The new Firefox security feature could help block another form of attack, known as clickjacking, which allows an attacker to trick a user into clicking an unsafe button–for example, initiating a bank transfer when she believes that she is sending an e-mail. However, clickjacking is a problem so pervasive that an opt-in model really doesn’t work, says Hansen.

Not everyone agrees that such Content Restrictions is the way to go. Microsoft has created a cross-site scripting filter in Internet Explorer 8 that blocks probable attacks from reaching the victim’s browser. The company has also introduced a new feature, called X-FRAME-OPTIONS, in Internet Explorer 8, which can be enlisted by sites to restrict the use of scripts in iframes–a trick employed by attackers to run code invisibly.

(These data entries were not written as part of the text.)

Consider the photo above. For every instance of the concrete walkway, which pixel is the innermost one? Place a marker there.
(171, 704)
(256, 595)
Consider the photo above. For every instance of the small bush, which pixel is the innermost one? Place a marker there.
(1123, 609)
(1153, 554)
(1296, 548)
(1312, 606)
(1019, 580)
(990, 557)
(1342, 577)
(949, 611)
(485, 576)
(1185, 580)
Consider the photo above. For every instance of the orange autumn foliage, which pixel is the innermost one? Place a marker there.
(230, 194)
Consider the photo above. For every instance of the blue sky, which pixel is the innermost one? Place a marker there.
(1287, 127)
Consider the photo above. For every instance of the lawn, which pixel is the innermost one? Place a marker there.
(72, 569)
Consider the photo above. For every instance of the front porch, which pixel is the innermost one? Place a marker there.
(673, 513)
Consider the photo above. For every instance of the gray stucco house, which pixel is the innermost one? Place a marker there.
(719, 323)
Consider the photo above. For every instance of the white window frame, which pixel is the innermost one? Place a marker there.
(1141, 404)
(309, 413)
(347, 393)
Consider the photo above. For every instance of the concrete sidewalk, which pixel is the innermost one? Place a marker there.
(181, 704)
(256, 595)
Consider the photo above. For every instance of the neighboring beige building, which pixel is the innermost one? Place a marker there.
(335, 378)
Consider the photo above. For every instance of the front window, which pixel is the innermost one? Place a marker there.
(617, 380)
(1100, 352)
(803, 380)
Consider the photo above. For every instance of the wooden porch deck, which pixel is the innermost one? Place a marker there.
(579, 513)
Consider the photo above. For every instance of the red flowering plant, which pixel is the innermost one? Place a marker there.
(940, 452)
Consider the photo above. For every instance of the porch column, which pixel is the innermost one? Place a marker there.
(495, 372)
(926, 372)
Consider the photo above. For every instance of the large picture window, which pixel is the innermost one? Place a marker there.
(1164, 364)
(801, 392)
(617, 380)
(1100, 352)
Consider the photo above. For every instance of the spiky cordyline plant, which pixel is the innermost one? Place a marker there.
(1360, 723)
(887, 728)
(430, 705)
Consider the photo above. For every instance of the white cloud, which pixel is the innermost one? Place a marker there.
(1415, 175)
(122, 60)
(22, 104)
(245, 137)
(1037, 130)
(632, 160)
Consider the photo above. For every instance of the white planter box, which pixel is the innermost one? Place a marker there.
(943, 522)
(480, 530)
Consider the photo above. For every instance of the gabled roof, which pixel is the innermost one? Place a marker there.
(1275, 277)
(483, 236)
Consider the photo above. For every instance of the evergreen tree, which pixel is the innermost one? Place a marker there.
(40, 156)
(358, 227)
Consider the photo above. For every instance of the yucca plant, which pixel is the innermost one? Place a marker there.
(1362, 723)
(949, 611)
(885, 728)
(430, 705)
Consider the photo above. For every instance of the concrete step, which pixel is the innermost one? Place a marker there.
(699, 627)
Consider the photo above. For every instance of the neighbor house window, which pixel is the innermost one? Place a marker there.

Such efforts, and the difficulty of incorporating CSP into the software giant’s Web architecture, .NET, makes it likely that Mozilla’s CSP won’t be adopted by other browser makers, argues Vela, who plans to present his own solution at Black Hat. “I sincerely don’t think it’s going to be largely adopted,” he says, “mostly because it’s so complicated.”

Mozilla, which declined to comment beyond the blog posting, will likely have the technology ready to incorporate into Firefox in 6 to 12 months, says Hansen. “The next step is to get eBay and MySpace to pick it up and say, ‘Hey, this is great,’” the researcher says.